The tearless groom weeps now, as his relationship founders. The sound spills into the wider world, where the neighbors can hear and the noise stops belonging only to him. This is Lisicky revealing the loss that can follow a shattered boundary. M. is to Paul, who floats out the window moments before the crying does, as Paul is to his own tears. Losing M. is like losing himself.

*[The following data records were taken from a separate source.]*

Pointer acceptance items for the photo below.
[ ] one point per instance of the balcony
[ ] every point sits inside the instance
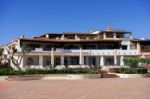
(103, 52)
(96, 52)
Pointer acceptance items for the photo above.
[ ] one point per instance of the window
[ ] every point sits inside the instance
(30, 61)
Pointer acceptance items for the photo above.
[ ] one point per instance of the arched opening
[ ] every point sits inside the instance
(30, 61)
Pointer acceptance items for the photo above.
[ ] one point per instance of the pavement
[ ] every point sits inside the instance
(104, 88)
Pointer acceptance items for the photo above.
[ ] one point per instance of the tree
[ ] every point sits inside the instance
(17, 61)
(132, 61)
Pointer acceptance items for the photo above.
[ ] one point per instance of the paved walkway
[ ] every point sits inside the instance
(108, 88)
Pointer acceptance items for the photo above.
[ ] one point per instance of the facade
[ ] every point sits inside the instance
(98, 48)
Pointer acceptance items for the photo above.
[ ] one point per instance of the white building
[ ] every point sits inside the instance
(100, 48)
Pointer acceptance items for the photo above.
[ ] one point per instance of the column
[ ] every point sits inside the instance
(62, 60)
(102, 61)
(104, 36)
(115, 36)
(115, 57)
(128, 46)
(138, 47)
(41, 60)
(62, 37)
(87, 60)
(52, 56)
(97, 61)
(115, 60)
(22, 62)
(121, 60)
(81, 58)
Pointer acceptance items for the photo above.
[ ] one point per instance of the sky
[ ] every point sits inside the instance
(36, 17)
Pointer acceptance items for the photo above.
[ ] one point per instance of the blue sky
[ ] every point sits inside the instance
(35, 17)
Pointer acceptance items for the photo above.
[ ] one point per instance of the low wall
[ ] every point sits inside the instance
(132, 75)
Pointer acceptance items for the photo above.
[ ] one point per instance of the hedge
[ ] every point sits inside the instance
(50, 71)
(129, 70)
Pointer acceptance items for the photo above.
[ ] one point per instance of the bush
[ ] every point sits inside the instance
(129, 70)
(50, 71)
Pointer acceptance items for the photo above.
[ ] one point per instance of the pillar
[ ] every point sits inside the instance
(87, 60)
(22, 62)
(128, 46)
(97, 61)
(41, 60)
(115, 57)
(104, 36)
(115, 36)
(138, 47)
(121, 60)
(62, 60)
(102, 61)
(52, 56)
(81, 58)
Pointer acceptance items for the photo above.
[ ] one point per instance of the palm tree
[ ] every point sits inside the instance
(17, 61)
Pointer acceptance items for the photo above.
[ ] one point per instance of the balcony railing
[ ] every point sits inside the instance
(93, 52)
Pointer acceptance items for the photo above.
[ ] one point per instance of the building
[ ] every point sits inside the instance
(98, 48)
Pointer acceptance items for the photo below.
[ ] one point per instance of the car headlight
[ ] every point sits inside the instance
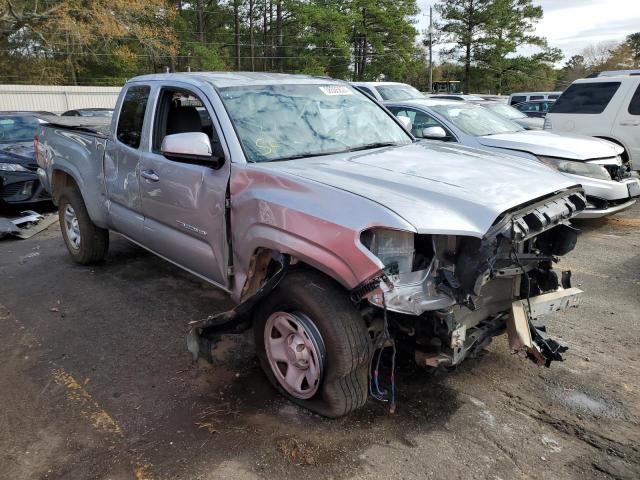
(12, 167)
(576, 167)
(394, 248)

It’s fascinating—given how exquisitely worked and wrought this memoir is—when Lisicky takes a second to chafe at editors’ response to his unpublished novel. “The rejections are appreciative, respectful. They say the writing is beautiful—and yet? ‘Quiet’ is the word that’s most often used,” he reports. Quiet seems right. It reminds me that Internet writing has made us connoisseurs of a certain kind of voice-y, jumpy, take-no-prisoners prose. I found Lisicky’s style different, and delightful. What bothered me more was the way his permeable margins gave the book a sweat sheen of self-absorption, which is itself a predictably basic plaint about memoir. Yet when every natural disaster represents an aspect of your psyche, and characters exist to teach you truths about yourself, it’s hard to avoid. After pages of stirring, careful introspection, for example, Lisicky concludes with a line that’s meant to explode with revelation: “A thought leans into me like a shoulder I can’t see: my life would be larger if I could hold the dark side of Denise alongside the bright.” Yes but—Denise is dying, so is the size of his life really the point here?

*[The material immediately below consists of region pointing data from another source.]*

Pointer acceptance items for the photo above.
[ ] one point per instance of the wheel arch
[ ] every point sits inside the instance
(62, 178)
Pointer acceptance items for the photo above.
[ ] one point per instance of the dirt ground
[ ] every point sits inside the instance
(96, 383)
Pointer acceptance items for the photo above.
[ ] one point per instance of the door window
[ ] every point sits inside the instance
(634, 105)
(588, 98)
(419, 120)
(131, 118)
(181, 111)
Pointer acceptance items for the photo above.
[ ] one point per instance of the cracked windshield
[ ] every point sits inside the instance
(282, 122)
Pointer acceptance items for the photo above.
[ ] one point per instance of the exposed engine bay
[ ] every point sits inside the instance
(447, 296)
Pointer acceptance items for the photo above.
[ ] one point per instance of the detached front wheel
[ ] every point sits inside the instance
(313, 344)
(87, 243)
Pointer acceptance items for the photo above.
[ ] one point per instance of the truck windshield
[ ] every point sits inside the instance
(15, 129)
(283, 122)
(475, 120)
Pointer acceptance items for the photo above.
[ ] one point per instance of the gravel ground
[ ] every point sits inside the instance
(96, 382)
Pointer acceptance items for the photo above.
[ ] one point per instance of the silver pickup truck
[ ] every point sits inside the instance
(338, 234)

Yet to suggest that Lisicky isn’t aware of, and torturing himself over, elegy’s competing impulses is to undersell the book’s wisdom. “Shapely paragraphs, consoling thoughts—no,” he chides himself at one point. “None of that belongs in this space.” At the same time, “I don’t want to be all over the place.” Might that be the hard-won realization of The Narrow Door? That discipline, the drawing of boundaries and the practice of techne, is as much a part of grief as loosening your hair to the wind? With my favorite line in the book, Lisicky fences a border instead of voiding it, and he conjures Denise’s craft instead of demonstrating his own. “That smile on her face!” he remembers, marveling at the memory of his friend. “A smile that could turn diamonds to black powder, which sounds more like her description than mine.”
The Narrow Door: A Memoir of Friendship by Paul Lisicky. Graywolf.